Survey Methodology EPID 626 Sampling, Part II Manya Magnus, Ph.D. Fall 2001.

Survey Methodology EPID 626 Sampling, Part II Manya Magnus, Ph.D. Fall 2001

Lecture overview Comments about Assignment I More sampling techniques Sampling error Sample sizes

Comments about Assignment I Late policy Location of mailbox Randomization vs. random selection Validity, reliability Sampling frames Physician responses=?=“gold standard” Research questions vs. survey questions Registering for class

Comments about Assignment I Grading Looked for completeness in answering questions, care in discussion of survey, effort, basically correct information, not just cut-n-paste, synthesis. Questions about grade: email manyadm@tulane.edu

Comments about Assignment I Grading: –++ 90-100% –+80-89% – 70-79% –-60-69% –--<60% –0not turned in

Random digit dialing (1) Delineate the geographic boundaries of the sampling area Identify all of the exchanges used in the geographic area Identify the distribution of prefixes with the sampling area –Example: There may be 8 exchanges, but you may find that 3 of them are used for nearly two- thirds of residential lines.

Random digit dialing (2) You may stratify based on the distribution of prefixes –Ex.
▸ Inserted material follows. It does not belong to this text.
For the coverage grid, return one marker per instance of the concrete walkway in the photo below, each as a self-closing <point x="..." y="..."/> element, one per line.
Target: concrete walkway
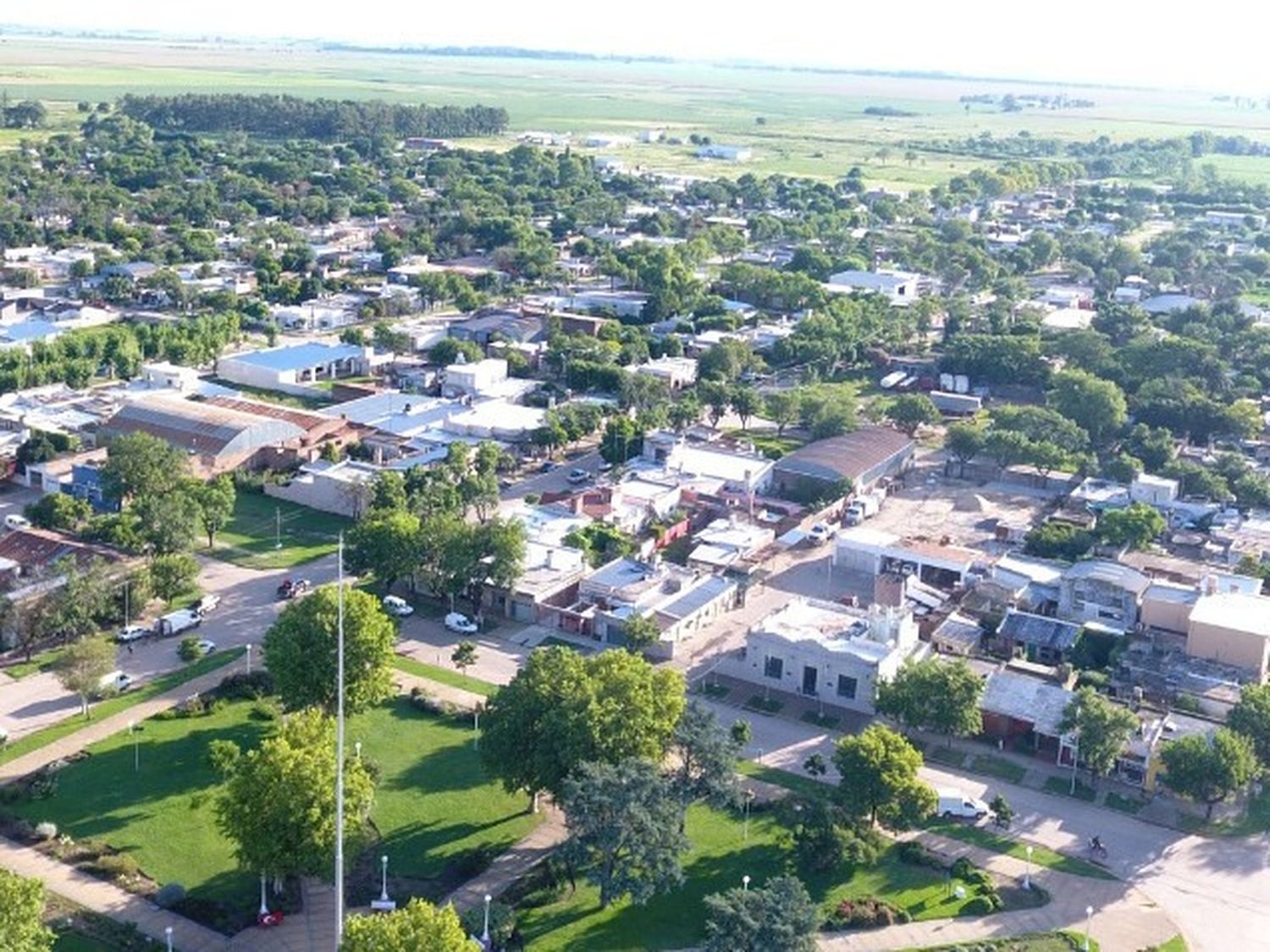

Take more samples of the 3 exchanges that account for the most residential lines Try to identify vacuous suffixes –These are suffixes not yet assigned or assigned in large groups to a business –Usually consider suffixes in 100s ex. 0000-0099, 0100-0199

Random digit dialing (3) May randomly select the four-digit suffixes –ex. use a random-numbers table Alternatively, you may use a plus-one approach –When you reach residence, use the number as a seed, and add fixed digits (one or two) to get the next sample

Random digit dialing (4) Provides a nonzero chance of reaching any household within a sampling area that has a telephone line regardless of whether the number is listed Is the probability of reaching every household equal? –No. Households with more than one phone line will have a greater probability than households with one phone line. –Adjust for unequal probability by weighting

Random Digit Dialing (5) Advantages: Inexpensive and easy to do Disadvantages: 1. Large number of unfruitful calls 2. Will exclude individuals without phones 3. May be difficult to ascertain geographic area

Sampling distributions The central limit theorem: In a sequence of samples of a population, for a particular estimate (say a mean), there will be a normal distribution around the true population value As sample size increases, distribution becomes increasingly normal

This variation around the true value is the sampling error—it stems from the fact that, by chance, samples may differ from the population as a whole.

The larger the sample size and the less variance of what is being measured, the more tightly the sample estimates will “bunch” around the true population value, and the more accurate the sample-based estimate will be.

Example (1) (adapted from Babbie) Survey at TUSPHTM Approval of new Lundi Gras holiday Dichotomous outcome: approve/disapprove Survey population—aggregation of students Sampling frame—student list Random sample of students; representative sample of student body

Example (2) (adapted from Babbie) Extremes and all combinations in between possible: 100% approve  100% disapprove, 1% approve, 99% disapprove, etc.. First random sample: 48% approve, 52% disapprove Second random sample: 20% approve, 80% disapprove And so forth

Example (3) (adapted from Babbie) What results from this exercise, is a distribution of samples, or a sampling distribution. As more independent random samples are selected, the sample statistics obtained will be distributed around true population value in a known way.

Example (4) (adapted from Babbie) They will be clustered about the true value within a certain range. The range is given by the standard error. We do not know if the value in our sample is within the range, just that if many similar samples were taken in the same fashion, X% would fall within the specified range; this one may or may not.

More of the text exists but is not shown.